Concord Hospital has had a contract with the VA since the fall. Under the old contract, patients with medical needs who required hospitalization could be transferred from the VA Medical Center in Manchester to Concord. But not every patient was given that option — some were instead transferred to VA hospitals out of state, even if their conditions did not require specialized surgery.
The new contract allows two major changes:
- Concord Hospital will be allowed to perform more medical and surgical procedures for veterans.
- And all veterans with health conditions Concord Hospital is allowed to treat will have the choice to go there if they prefer a local hospital to one of the VA facilities.
“Now, everybody who has an urgent condition can stay locally,” said Dr. Marc Levinson, the medical director at the Manchester VA center.
The new treatments Concord Hospital can offer include some elective abdominal surgeries and may grow to include some cancer treatments. Patients will also be allowed to come back to Concord Hospital for follow-up care after they leave the hospital, said CFO Bruce Burns.
Complex, specialized elective surgeries, including joint replacements or open heart surgeries, will still be offered only at VA hospitals. As always, veterans with life-threatening medical emergencies will be taken by ambulance to the nearest appropriate hospital.

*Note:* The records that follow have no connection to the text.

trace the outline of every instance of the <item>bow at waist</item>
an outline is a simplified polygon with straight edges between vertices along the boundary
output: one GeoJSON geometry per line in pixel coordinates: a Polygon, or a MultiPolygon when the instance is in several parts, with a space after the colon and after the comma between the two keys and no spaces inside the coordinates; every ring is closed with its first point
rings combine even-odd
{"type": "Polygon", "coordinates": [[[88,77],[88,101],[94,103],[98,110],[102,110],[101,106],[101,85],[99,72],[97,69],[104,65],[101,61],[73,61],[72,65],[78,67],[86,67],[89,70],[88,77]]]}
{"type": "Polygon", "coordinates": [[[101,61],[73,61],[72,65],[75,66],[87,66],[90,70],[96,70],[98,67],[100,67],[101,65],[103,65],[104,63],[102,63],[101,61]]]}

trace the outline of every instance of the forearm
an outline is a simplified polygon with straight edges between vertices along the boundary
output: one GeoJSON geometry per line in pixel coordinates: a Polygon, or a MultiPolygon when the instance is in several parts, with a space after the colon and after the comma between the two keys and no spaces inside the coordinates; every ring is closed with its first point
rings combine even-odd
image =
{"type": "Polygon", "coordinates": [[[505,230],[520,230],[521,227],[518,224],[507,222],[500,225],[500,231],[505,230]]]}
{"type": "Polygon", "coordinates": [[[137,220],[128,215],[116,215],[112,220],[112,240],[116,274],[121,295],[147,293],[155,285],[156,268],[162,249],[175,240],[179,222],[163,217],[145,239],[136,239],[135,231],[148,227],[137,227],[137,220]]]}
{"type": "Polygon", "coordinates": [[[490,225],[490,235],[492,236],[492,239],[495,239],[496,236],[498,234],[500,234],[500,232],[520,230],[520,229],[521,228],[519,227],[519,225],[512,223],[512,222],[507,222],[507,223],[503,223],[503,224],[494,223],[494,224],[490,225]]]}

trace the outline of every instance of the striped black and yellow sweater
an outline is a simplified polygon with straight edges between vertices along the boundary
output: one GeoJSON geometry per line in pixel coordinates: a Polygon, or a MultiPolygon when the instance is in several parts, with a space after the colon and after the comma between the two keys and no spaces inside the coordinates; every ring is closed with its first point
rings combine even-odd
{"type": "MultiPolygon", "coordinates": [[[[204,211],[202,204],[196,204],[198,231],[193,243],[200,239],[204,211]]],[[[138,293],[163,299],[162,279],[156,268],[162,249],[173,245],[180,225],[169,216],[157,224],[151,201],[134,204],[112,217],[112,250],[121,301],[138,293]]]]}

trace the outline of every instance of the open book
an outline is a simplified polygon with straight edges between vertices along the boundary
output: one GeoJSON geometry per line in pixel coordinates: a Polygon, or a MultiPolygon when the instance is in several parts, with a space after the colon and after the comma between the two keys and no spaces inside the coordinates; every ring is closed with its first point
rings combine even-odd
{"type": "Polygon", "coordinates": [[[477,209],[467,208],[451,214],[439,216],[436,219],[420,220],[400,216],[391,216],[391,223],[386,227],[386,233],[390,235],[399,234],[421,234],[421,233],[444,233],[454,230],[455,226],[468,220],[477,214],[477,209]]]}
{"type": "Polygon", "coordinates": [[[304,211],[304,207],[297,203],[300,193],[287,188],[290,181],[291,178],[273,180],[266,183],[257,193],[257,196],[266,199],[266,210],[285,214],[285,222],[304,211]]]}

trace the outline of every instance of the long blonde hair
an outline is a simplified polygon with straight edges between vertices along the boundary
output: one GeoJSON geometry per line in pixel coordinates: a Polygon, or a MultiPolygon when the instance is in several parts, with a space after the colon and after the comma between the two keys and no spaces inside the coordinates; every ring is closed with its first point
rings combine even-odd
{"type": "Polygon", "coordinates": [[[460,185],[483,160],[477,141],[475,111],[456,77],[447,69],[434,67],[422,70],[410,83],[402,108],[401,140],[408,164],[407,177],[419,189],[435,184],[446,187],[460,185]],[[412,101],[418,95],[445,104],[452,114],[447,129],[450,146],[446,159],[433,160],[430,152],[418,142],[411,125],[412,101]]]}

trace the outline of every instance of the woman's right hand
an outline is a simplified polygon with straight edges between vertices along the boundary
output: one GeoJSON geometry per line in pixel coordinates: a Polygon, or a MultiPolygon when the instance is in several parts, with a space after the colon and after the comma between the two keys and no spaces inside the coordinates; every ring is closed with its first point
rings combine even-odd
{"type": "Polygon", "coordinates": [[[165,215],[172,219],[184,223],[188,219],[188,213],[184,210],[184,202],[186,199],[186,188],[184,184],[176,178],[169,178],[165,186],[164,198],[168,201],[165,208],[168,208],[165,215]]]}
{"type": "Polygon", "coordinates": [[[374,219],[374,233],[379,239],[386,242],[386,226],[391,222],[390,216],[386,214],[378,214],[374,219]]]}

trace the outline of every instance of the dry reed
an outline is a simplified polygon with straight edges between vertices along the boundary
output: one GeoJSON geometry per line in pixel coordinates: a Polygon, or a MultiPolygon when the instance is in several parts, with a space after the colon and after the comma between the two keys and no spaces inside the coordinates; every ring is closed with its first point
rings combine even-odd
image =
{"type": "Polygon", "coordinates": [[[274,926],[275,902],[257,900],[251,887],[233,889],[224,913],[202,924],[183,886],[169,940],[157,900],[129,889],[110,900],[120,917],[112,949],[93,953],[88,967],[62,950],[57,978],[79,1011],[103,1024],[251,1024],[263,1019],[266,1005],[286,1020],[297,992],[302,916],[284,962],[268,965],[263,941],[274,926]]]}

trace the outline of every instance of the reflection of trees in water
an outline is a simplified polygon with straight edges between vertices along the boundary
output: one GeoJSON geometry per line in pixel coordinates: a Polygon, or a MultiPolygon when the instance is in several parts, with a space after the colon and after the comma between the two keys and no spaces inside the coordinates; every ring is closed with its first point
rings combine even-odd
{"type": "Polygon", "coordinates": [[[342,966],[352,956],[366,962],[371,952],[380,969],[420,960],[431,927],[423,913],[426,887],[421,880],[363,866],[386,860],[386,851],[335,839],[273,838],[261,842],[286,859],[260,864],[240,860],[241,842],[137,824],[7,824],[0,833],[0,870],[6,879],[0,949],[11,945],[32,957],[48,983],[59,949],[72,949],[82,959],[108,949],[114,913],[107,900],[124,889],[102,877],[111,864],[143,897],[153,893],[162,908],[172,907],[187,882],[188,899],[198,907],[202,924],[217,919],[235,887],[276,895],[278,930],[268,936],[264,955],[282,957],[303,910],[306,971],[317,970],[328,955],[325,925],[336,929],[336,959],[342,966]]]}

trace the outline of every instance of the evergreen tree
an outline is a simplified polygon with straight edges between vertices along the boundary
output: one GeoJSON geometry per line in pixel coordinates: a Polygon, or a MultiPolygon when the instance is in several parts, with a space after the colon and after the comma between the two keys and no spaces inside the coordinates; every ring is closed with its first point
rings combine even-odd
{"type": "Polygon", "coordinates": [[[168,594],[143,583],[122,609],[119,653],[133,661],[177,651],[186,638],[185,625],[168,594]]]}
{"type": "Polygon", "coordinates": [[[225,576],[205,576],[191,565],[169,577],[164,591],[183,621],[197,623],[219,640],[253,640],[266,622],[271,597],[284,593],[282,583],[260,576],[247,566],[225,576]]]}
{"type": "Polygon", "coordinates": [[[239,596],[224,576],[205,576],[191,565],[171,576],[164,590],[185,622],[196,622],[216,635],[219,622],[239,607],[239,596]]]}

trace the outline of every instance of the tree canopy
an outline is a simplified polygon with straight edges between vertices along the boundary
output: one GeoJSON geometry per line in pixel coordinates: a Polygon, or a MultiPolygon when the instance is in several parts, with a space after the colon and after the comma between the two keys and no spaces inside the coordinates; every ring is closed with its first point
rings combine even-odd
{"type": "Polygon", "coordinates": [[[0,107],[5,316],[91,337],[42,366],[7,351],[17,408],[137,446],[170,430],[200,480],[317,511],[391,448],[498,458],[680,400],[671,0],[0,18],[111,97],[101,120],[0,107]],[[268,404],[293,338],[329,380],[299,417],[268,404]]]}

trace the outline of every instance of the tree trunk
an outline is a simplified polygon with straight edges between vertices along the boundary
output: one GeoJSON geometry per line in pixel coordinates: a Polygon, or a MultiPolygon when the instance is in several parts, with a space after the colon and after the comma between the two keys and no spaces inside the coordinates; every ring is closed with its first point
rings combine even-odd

Both the hospital and the VA estimate that Concord Hospital will treat about 600 veterans a year under the new contract. That’s about two-thirds of the approximately 900 New Hampshire veterans who need hospital-based care in the state each year, Levinson said.
Levinson estimated that the new contract will net Concord Hospital about $6 million to $7 million, roughly double what they would have earned under the previous contract.
Concord Hospital won the contract under a competitive bidding process. It entered its bid last summer and learned it had won the contract in September. Burns said Concord Hospital is happy with the rate of reimbursement.
“We hope to build a long-term relationship with them to provide services,” he said. “We see it as a start of a relationship that will hopefully last longer.”
Political figures have long clamored for a full-service veterans hospital in the state, but Levinson said those numbers aren’t enough to make a hospital practical.
Instead, he said, the contract expansion could become a test case for how the VA serves patients who live far from VA facilities. New Hampshire is one of a small number of states without its own full- service center, but veterans living in larger states elsewhere may actually have longer distances to travel if they need hospital- based care.
“This is a model of care that may be of interest to VAs around the country,” he said.